The middle-class city planners and professional social workers can't please the critics on either side.
 
What about the condo owners?

There have been a handful of affordable rental units included in a few downtown condos but nothing of this size has yet has been built in Toronto.
 
Will these rental units be a separate non-profit corporation that has limited shared facilities with the condo or will the 80 units be incorporated within the larger condominium corporation? This is an important point.
 
If the city owns approximately 36% of a corporation’s units, then the city would have enough votes to have political control of the corporation especially if the condo has a lot of absentee owners who rent their units.
 
If the segregated rental units are a separate corporation, then they may both belong to a shared facilities corporation and that could cause problems.
 
Any potential buyers would be wise to carefully read the Declaration and Disclosure documents before signing a sales agreement.
 
Will it be approved?
"Congratulations to all of the partners involved in making affordable housing happen in the new East Bayfront community. The approval of the Bayside Pilot Project affirms Toronto's commitment to city residents having the opportunity to live in all neighbourhoods."
—Deputy Mayor Norm Kelly

The project was approved by city council on 10 June 2014.

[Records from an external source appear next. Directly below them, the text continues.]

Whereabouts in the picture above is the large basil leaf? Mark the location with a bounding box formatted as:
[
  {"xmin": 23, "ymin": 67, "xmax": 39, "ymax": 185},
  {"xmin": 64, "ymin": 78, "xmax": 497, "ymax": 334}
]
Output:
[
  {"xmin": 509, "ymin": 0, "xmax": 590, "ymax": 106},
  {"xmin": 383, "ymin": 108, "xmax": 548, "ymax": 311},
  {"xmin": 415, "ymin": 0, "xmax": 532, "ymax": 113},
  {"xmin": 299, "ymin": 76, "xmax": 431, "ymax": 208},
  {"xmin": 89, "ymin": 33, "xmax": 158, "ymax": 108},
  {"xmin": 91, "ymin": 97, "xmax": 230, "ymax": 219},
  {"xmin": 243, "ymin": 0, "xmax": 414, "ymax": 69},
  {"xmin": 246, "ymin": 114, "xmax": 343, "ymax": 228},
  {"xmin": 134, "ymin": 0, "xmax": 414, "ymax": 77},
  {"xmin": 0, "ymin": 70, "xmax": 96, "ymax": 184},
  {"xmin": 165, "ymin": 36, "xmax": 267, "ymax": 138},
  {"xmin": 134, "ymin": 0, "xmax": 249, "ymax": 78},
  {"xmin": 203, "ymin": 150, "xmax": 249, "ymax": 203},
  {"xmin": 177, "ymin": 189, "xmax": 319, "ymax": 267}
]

Should Poor Doors Be Banned? Aqualina Bayside Stirs the Waters.
By Tracy Ruddell
Condos.ca   (for the full article)
June 1, 2015
The developers have partnered with the City, who in turn have brought on Artscape, a non-profit arts organization, to manage 80 affordable rental units in one section of the building for artists to live and work in. In theory, a great idea for a vibrant, mixed-use, mixed-income artistic community. The controversial bit? The low-income residents will enter by a different door.

These “poor doors” have been used in New York condos where they faced similar public outrage. So much so that the mayor of NYC is considering banning the practice altogether. Toronto city council is receiving pressure to do the same.